ABSTRACT

The thesis of this chapter stands against writers who suggest the disappearance of childhood (Postman, 1982; Sommerville, 1982) in a post-industrial, deindustrial or, perhaps, a post-modern world. It is often claimed that the restructuring of the capitalist economy in Western Europe has brought a radically new capitalism. This new society has many analysts and many descriptions. It has, for example, been termed disorganized capitalism (Lash and Urry, 1987; Offe, 1985).

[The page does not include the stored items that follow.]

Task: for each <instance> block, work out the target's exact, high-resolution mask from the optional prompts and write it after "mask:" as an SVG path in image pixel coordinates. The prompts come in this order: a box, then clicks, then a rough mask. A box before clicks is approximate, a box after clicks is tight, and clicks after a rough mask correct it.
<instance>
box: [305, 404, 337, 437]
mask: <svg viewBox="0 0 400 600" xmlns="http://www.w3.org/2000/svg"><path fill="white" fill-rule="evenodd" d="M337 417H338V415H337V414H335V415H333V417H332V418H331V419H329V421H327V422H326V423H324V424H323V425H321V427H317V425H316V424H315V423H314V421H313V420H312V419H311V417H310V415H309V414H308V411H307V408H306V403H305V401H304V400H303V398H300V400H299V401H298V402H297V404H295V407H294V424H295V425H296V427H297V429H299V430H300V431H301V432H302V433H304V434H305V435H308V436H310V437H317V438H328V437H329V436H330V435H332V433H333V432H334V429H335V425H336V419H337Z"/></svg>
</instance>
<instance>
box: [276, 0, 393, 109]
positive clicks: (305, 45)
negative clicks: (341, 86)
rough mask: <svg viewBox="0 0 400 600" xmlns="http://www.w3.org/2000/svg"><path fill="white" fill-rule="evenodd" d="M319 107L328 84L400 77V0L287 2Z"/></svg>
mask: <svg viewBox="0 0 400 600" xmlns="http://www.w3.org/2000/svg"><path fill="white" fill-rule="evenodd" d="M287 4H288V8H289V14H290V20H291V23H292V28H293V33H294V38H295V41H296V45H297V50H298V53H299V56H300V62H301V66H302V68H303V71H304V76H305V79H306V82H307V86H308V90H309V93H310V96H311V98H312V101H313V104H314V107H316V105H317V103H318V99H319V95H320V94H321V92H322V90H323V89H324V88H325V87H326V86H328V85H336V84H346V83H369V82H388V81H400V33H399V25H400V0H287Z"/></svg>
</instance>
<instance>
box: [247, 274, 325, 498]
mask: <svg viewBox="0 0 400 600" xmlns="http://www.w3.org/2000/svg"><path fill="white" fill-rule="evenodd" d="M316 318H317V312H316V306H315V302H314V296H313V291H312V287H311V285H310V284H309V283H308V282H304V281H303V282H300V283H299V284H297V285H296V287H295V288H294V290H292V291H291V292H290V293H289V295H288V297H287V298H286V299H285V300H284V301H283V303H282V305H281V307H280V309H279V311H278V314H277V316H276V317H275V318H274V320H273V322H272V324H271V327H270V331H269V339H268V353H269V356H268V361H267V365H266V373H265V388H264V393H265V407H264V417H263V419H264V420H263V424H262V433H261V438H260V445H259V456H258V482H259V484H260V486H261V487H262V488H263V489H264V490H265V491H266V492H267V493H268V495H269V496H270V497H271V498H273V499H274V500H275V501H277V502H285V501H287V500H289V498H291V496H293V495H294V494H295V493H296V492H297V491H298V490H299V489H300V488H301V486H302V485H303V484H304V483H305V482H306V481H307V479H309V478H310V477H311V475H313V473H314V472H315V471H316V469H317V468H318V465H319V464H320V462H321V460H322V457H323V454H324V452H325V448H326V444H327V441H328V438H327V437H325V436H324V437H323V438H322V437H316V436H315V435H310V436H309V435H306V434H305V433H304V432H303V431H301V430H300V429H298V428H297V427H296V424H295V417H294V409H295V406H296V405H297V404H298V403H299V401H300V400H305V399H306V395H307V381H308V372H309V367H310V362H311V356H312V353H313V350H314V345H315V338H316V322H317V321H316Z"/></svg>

The major themes explored in the plethora of writings on the new society (some well-known examples are Gorz, 1982; Lukes, 1984; Hobsbawm, 1989) include the radical reduction in the size of the traditional manufacturing sector, which has, in turn, reduced the size of the traditional male industrial working class; the growth of the service sector and of outwork in smaller factories and of part-time women workers; changes in patterns of ownership and control; the internationalization of production and of mass communication which constrains the autonomy of nation states and heightens the sense of the ‘simultaneity’ of events (the ‘global village’); the modern difficulty of relating social, cultural and political life to traditional class relations which we can see in the emergence of the Women’s Movement, the Green Party, anti-racist groups and so on; the growth of concern with the person, with privatism and with forms of radical individualism which, although they have a potential for anti-authoritarianism, have been effectively woven into the politics of the New Right in Britain since 1979 (see chapter 14 by Brake in this volume).